Yeni Üyelik
3.
Bölüm

2.BÖLÜM

@b_anemoia

Keyifli okumalar dilerim lütfen oy vermeyi ve düşüncelerinizi benimle paylaşmayı unutmayın ❤️ ​​​​​​


Mutluluğun zor bulunan bir şey olduğunu hiçbir zaman düşünmemiştim. Bence mutsuz olduğunu düşünenler az ile yetinmeyi bilmeyenlerdi, ufacık şeyler bile mutlu olmamıza yetebilirdi, ya da ben Pollyanacılık oynuyordum, bilmiyorum. Size sunulan bir gülüş, içten bir tebessüm insanı mutlu edebilirdi. Bu yüzden genelde insanlara gülümserdim, tanıyıp tanımamak umurumda olmaz, yolda giderken bile bir iş ile uğraşanlara kolay gelsin demekten çekinmezdim. Kimisi suratıma uzaylı görmüş gibi bakardı, alışık değillerdi çünkü kimisi ise gülümseyerek karşılık verirdi ve ben yüzlerinin gülümsemesine neden olduğum için mutlu olurdum.

Okuldan çıkmadan önce tüm öğrencilerim arabama kadar peşimden gelmiş sonra evlerine dağılmışlardı, her günün sonunda olduğu gibi.

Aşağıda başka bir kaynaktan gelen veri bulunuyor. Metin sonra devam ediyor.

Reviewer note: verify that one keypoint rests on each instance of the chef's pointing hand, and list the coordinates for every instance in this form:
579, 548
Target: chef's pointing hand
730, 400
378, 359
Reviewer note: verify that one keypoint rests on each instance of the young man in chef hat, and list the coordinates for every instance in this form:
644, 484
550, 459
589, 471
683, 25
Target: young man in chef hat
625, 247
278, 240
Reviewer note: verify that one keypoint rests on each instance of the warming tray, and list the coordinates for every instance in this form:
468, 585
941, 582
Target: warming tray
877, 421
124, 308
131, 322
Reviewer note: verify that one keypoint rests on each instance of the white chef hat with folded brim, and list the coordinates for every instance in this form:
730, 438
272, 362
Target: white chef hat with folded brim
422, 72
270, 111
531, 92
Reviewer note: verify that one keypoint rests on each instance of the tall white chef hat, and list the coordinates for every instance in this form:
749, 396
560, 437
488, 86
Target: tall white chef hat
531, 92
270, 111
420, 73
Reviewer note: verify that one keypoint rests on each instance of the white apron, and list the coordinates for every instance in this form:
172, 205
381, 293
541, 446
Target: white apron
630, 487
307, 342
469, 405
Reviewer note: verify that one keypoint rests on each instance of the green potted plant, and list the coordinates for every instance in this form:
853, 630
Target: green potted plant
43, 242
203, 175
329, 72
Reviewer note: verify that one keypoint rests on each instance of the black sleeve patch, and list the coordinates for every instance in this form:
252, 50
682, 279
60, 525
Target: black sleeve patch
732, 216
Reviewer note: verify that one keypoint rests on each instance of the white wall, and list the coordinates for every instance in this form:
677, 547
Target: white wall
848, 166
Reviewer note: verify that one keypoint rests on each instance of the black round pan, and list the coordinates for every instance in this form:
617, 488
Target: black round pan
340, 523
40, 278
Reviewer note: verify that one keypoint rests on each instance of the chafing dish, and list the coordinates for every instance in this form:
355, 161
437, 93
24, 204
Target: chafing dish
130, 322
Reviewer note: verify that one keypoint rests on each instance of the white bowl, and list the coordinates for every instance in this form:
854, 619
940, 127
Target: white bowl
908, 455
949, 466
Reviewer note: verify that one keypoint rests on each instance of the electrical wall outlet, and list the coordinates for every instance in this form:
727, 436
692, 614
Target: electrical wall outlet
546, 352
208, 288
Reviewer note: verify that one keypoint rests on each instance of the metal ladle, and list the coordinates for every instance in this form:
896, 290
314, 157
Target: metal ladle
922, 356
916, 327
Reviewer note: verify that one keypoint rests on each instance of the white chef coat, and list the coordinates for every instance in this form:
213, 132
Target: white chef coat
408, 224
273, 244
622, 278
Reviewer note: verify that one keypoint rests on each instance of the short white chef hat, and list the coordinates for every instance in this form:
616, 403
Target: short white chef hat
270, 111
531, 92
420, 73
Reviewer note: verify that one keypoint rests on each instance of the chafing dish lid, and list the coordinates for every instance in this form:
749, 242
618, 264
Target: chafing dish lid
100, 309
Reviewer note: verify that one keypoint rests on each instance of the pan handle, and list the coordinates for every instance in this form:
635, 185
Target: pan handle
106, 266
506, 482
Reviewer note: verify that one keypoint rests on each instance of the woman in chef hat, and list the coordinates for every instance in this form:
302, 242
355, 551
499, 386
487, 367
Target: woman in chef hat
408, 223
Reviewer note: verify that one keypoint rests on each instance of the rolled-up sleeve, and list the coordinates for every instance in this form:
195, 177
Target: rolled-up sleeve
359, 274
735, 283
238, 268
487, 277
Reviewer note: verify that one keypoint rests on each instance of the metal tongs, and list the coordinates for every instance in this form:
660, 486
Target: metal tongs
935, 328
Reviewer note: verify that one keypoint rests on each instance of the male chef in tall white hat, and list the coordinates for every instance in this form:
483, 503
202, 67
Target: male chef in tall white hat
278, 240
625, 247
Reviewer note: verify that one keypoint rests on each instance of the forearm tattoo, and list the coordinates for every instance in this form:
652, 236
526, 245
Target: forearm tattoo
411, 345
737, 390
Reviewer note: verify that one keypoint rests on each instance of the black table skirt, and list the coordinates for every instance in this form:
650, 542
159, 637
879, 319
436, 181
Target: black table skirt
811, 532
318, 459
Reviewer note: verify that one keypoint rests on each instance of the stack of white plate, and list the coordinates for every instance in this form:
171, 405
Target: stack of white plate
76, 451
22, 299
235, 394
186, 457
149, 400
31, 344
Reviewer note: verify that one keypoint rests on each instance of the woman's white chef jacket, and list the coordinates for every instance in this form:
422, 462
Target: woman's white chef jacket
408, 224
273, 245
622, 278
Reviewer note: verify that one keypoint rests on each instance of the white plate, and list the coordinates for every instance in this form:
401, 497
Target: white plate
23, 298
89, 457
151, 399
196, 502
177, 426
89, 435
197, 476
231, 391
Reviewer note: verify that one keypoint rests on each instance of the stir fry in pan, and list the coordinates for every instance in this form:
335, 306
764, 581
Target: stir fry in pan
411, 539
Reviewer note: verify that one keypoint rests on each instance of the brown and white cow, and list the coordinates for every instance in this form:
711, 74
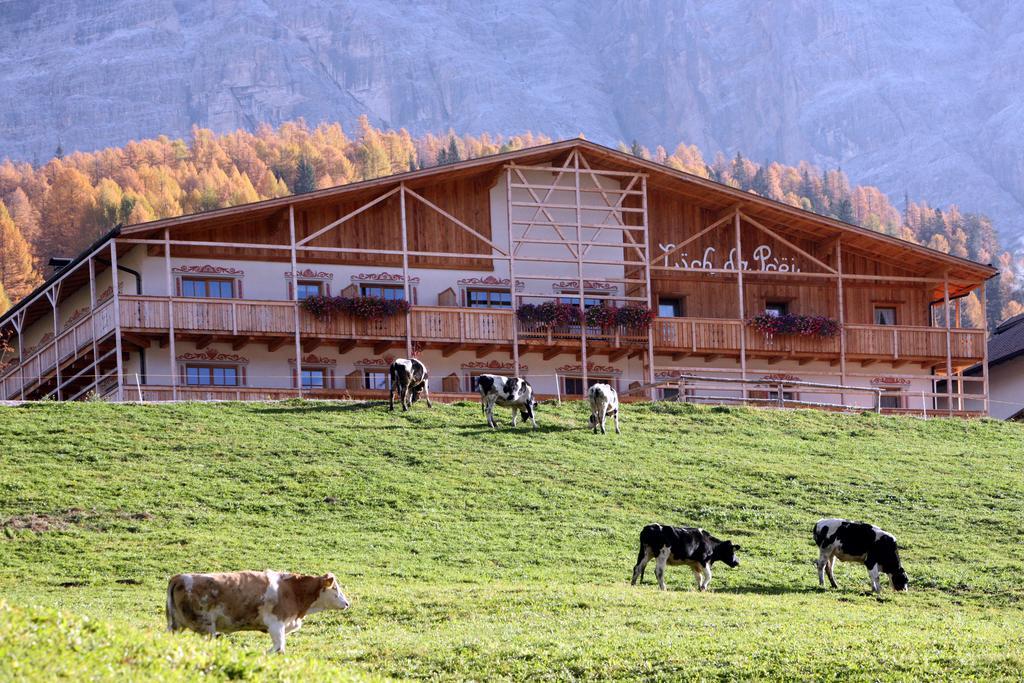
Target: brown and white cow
268, 601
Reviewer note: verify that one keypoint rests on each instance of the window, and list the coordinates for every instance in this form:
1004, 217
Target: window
891, 398
383, 291
885, 314
488, 299
309, 288
207, 288
573, 385
313, 378
374, 379
670, 307
211, 376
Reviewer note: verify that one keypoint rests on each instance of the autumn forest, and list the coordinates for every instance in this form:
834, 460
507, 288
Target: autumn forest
59, 207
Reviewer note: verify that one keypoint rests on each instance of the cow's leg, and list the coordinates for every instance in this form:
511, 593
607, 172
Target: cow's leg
830, 562
642, 558
663, 559
873, 572
821, 563
706, 574
278, 633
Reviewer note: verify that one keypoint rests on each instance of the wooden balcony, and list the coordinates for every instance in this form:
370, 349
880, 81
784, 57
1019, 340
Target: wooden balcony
451, 326
864, 343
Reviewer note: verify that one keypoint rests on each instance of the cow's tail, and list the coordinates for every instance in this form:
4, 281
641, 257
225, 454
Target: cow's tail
820, 535
171, 624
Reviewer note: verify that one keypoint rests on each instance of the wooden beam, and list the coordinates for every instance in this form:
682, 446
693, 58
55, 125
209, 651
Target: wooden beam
788, 244
141, 342
617, 353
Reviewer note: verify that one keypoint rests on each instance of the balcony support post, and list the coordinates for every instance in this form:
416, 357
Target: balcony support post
18, 322
170, 313
583, 306
949, 358
404, 270
842, 316
92, 324
295, 300
984, 346
739, 299
650, 295
117, 318
512, 250
52, 294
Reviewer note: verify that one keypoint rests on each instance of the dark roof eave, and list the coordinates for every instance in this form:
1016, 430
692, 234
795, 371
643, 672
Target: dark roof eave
27, 300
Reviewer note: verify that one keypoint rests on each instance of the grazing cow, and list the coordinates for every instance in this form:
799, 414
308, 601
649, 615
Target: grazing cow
856, 542
603, 401
409, 379
682, 545
267, 601
511, 392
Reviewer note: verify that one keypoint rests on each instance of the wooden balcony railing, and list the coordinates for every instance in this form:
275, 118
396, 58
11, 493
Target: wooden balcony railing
449, 325
696, 336
42, 360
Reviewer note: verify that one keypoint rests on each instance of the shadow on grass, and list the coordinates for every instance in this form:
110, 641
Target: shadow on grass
354, 407
541, 429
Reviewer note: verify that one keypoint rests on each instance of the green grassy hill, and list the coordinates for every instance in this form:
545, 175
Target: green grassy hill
472, 554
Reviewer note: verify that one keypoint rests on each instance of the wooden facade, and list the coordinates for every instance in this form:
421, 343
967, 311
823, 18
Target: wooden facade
571, 221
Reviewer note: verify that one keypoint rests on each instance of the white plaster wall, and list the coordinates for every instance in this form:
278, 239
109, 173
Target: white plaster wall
1006, 386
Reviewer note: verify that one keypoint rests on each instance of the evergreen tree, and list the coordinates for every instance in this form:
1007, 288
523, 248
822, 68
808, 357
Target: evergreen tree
16, 272
453, 155
844, 211
305, 178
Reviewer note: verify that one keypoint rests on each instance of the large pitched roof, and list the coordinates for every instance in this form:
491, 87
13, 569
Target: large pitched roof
710, 193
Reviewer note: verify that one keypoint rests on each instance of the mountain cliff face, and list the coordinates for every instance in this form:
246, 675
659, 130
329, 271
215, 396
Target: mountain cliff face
922, 96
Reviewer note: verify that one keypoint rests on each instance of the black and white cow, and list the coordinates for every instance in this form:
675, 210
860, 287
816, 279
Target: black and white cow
511, 392
682, 545
856, 542
409, 379
603, 401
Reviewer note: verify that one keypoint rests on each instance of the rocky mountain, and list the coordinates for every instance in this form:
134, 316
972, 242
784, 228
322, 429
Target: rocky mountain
922, 96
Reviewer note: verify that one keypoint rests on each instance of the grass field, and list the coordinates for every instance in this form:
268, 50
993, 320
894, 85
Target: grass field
472, 554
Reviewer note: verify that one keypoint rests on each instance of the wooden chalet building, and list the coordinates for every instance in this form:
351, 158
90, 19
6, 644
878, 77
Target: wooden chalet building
207, 306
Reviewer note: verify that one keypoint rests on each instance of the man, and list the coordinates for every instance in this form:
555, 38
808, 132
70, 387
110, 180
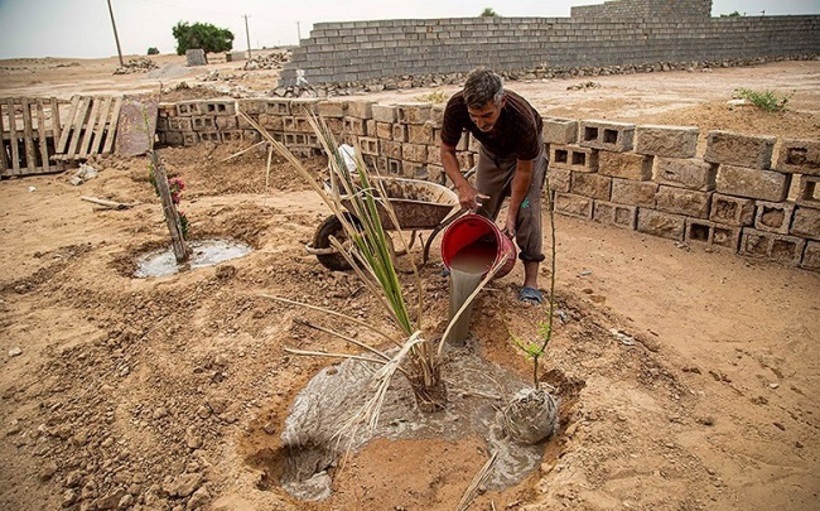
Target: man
511, 163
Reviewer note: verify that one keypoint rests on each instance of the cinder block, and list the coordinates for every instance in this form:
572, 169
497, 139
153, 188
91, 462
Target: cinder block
355, 126
189, 108
414, 152
413, 113
811, 256
180, 124
226, 123
369, 145
252, 106
560, 131
595, 186
783, 249
420, 133
304, 106
383, 113
667, 141
278, 107
232, 136
713, 234
806, 223
575, 158
768, 185
174, 138
732, 210
618, 215
774, 216
400, 132
360, 109
559, 179
691, 173
799, 157
573, 205
683, 202
657, 223
391, 149
625, 165
384, 131
634, 193
809, 194
332, 108
729, 148
220, 107
269, 122
612, 136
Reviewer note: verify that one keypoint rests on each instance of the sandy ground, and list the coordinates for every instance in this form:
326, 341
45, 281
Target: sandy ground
170, 393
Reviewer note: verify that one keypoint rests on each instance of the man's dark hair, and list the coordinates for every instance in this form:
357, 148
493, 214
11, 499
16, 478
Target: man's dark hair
481, 87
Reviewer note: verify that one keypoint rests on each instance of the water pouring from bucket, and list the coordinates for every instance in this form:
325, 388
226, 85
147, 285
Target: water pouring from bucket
470, 248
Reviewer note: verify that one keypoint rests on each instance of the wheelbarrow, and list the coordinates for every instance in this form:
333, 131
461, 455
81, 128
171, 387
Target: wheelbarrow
418, 206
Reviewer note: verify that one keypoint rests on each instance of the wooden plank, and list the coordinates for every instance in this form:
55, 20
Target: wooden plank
79, 121
28, 136
89, 128
41, 132
96, 144
112, 128
61, 146
4, 163
55, 120
15, 147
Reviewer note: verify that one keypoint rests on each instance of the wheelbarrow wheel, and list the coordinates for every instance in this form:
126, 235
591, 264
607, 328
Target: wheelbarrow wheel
333, 227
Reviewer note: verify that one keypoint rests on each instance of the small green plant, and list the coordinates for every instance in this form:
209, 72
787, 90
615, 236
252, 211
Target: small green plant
766, 100
433, 97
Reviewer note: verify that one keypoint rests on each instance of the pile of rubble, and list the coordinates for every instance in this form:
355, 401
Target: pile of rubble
137, 65
275, 60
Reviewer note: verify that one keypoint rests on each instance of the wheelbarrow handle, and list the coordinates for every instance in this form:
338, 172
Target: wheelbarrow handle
447, 221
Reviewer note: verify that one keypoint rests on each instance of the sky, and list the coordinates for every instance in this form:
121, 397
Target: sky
82, 28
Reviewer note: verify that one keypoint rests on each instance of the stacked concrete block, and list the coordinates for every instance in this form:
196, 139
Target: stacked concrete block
729, 148
806, 223
753, 183
575, 158
658, 223
691, 173
799, 157
625, 165
573, 205
720, 236
607, 135
689, 203
667, 141
594, 186
787, 250
774, 216
560, 131
619, 215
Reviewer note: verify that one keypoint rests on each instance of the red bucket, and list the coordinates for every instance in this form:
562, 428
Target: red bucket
474, 233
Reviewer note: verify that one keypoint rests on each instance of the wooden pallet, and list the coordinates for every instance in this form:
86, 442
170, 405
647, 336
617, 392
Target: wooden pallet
90, 128
29, 128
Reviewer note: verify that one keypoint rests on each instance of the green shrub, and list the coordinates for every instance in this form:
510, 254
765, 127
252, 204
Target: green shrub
766, 100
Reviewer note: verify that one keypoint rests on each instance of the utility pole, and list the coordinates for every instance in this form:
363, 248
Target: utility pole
116, 37
248, 36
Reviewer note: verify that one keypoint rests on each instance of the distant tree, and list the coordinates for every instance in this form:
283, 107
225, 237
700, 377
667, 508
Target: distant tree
202, 35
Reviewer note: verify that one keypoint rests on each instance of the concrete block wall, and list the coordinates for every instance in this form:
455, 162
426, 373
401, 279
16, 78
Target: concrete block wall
617, 33
734, 197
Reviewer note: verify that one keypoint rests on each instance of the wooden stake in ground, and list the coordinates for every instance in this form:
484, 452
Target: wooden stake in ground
181, 251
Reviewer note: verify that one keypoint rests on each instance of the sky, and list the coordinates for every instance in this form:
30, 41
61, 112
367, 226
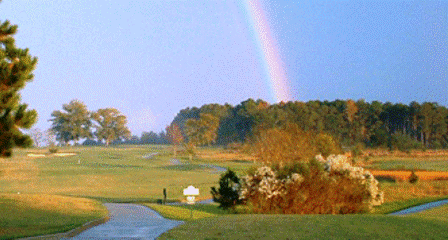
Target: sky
151, 58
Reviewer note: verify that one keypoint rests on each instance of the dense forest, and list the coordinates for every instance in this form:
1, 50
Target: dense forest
374, 124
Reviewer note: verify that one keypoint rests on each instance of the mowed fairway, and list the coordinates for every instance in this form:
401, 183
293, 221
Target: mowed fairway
107, 173
310, 227
38, 214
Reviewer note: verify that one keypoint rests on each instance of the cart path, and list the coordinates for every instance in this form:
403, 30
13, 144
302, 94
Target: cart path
420, 208
129, 221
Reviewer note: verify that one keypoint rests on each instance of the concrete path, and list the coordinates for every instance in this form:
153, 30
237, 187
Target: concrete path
420, 208
129, 221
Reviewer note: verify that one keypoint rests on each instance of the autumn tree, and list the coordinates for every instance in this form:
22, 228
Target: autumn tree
16, 66
174, 135
202, 131
110, 125
73, 123
38, 136
280, 146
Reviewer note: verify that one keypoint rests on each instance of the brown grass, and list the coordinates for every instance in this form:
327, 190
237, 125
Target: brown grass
412, 153
220, 155
405, 190
52, 203
18, 170
404, 175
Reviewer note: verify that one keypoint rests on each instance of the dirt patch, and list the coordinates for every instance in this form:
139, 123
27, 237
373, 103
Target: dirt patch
20, 170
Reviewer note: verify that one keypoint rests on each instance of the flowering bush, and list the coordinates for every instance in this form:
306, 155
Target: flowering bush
322, 186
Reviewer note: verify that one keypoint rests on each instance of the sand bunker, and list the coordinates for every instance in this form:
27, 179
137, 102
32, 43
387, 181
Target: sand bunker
64, 154
36, 155
40, 155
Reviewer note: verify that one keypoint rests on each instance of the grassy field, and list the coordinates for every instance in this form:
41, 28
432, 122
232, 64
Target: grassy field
30, 215
122, 174
409, 163
310, 227
112, 174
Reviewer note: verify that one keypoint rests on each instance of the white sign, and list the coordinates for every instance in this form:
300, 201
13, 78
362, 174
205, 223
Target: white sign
191, 191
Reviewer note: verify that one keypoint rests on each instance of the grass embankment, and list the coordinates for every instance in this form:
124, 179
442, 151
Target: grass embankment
24, 215
310, 227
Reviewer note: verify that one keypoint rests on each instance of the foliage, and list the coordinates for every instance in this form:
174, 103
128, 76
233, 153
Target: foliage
16, 66
174, 135
404, 142
329, 186
413, 178
228, 193
202, 131
357, 150
347, 121
326, 145
38, 136
111, 125
290, 144
73, 123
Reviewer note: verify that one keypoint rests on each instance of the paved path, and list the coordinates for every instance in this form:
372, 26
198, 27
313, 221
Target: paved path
129, 221
420, 208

Yolda ilerlerken, radyoda çalan şarkıya eşlik ediyordum, aniden önüme çıkan adama son anda frene basmasam çarpacaktım. Birkaç saniyelik şokun ardından nihayet kendimi toparlamayı başardım. Arabadan inip iyi olup olmadığını kontrol etmek için tam kapıyı açacakken arabamın etrafı köy halkı tarafından sarılmıştı, kimileri ellerindeki yumurtaları arabama fırlatıyor, kimisi arabama tekmeler yumruklar atıyor, kimi ise taş atıyordu ne yapacağımı bilemez haldeydim ilerleyemiyordum, arabamın kapılarını hemen kilitlemiştim açmaya çalışıyor fakat açamıyorlardı. Telaşla Emir’in bana aldığı yumurtaya baktım, tüm gün kırılmaması için baya uğraşmam gerekmişti, birçok peçeteye sarmış yolcu koltuğunun üzerindeki çantamı önüne koyup düşmemesi için uygun ortamı hazırlamıştım. Çantamdan telefonumu alıp Rıza amcaya haber vermek için hamle yaptığım sırada duyduğum silah sesi irkilmeme neden olmuş, korkumu fazlasıyla arttırmıştı. Ancak kurşunların hedefi ben değildim. Köy halkı da korkmuş olmalı ki çil yavrusu gibi dağıldılar, o sırada köylüyü kışkırtan kişiyi gördüm, arkalarında kalmıştı fakat diğerleri dağılınca o tam karşımda duruyordu, o da şaşırmış ve etrafına bakıyordu.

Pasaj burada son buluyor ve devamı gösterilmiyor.